Sh is busting herself to complete her school work and is doing a semester with Geometry and Algebra (she failed first quarter algebra) and she is doing it! She also has French, Honors English, Biology and a Juilliard-music class online-as well as gym! She walks with me and will soon begin swimming and doing yoga (for healing and stretching). Now, if I can just find volleyball…..

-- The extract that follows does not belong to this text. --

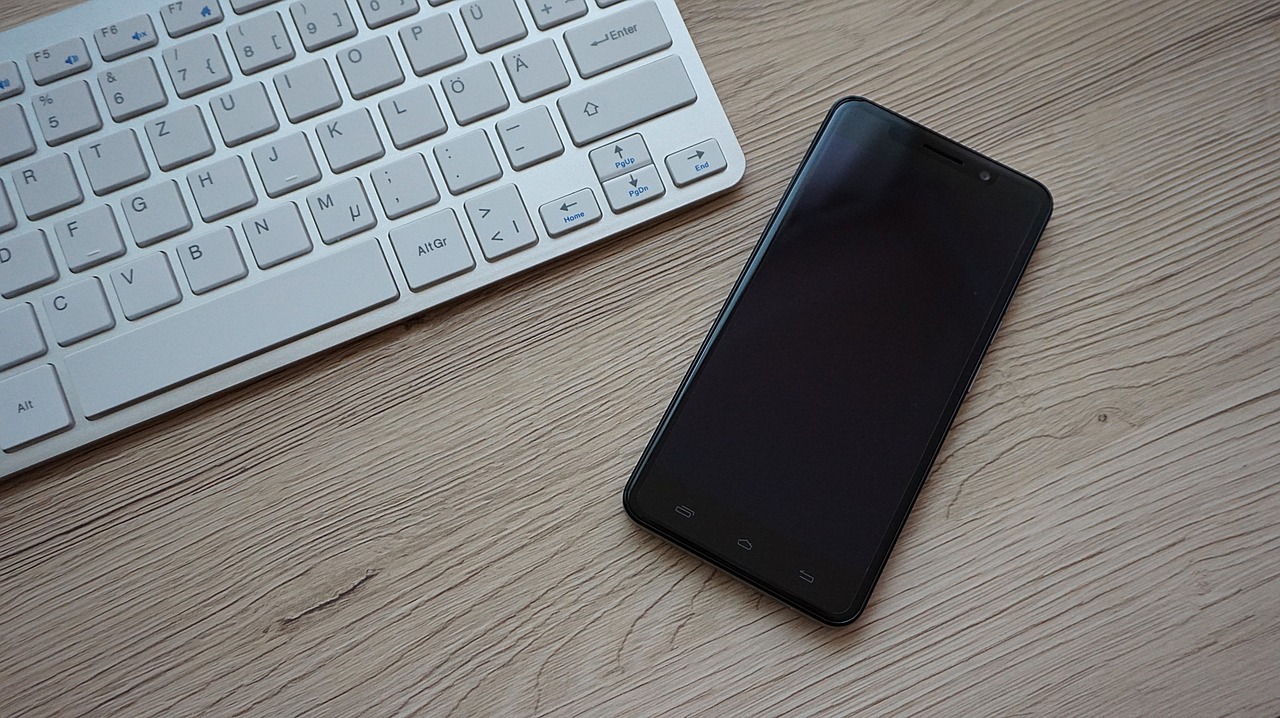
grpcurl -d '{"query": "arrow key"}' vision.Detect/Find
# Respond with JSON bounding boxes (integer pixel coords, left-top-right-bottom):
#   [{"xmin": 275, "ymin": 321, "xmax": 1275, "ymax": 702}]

As for my daughter being accepted into the world of ballet, getting into a major company, being able to do the contortions required by ballet dancers the world over these days, I do not know. But, she is certainly going to be a lover of ballet. Perhaps she will be a great artist, anything is possible if you work hard enough and long enough. Dance is fickle. Directors are fickle. But one must be prepared in life to set out one’s goals and to plan an attack. If the first attempt does not work, you hit again, and each time you set out to achieve new goals, reach a new plateau, it is important to look back at what you did the year before, pat yourself on the back for what you have accomplished and to move forward with certainty that this year will produce as exceptional results, catastrophe withstanding! Everyone also has a different path. She had three injuries this year to contend with (one was a carryover from last year)and I wish more than ever there were doctors of dance in every county, as there are more dancers today than ever and nothing is worse than a dancer with a misdiagnosis. The harder you dance, the more injuries you are likely to sustain. I wish there were a school for dancers in this state which offered dance to all students who wanted to learn and which provided the essentials of training for great dancers to emerge. It would make so much more sense than 500 little schools able to teach only the minimum and not to offer other courses and training which is so important-mime, acting, makeup, hair, stretching, yoga and other therapies, modern and ballet, jazz and character, and wherever there are dancers there should be healing tools for dancers, dance doctors, etc….Instead, schools are set up to make money for themselves, all claiming a not-for-profit status, not dancers, and their directors are usually motivated by their paychecks, their fine cars, paying for their houses, their own companies, themselves-not the art, the student, not scholarships, and if those schools banded together, they could support a company in our area and a school worthy of the name. Somehow, it could be done. This would lower the costs to all, thought it would equalize the payment of teachers, it would be able to support itself and would lead to these dancers being able to stay in their own area and dance.

My daughter stands in class everyday and her teacher looks at her to remind him of the combination, everyone seems to forget it.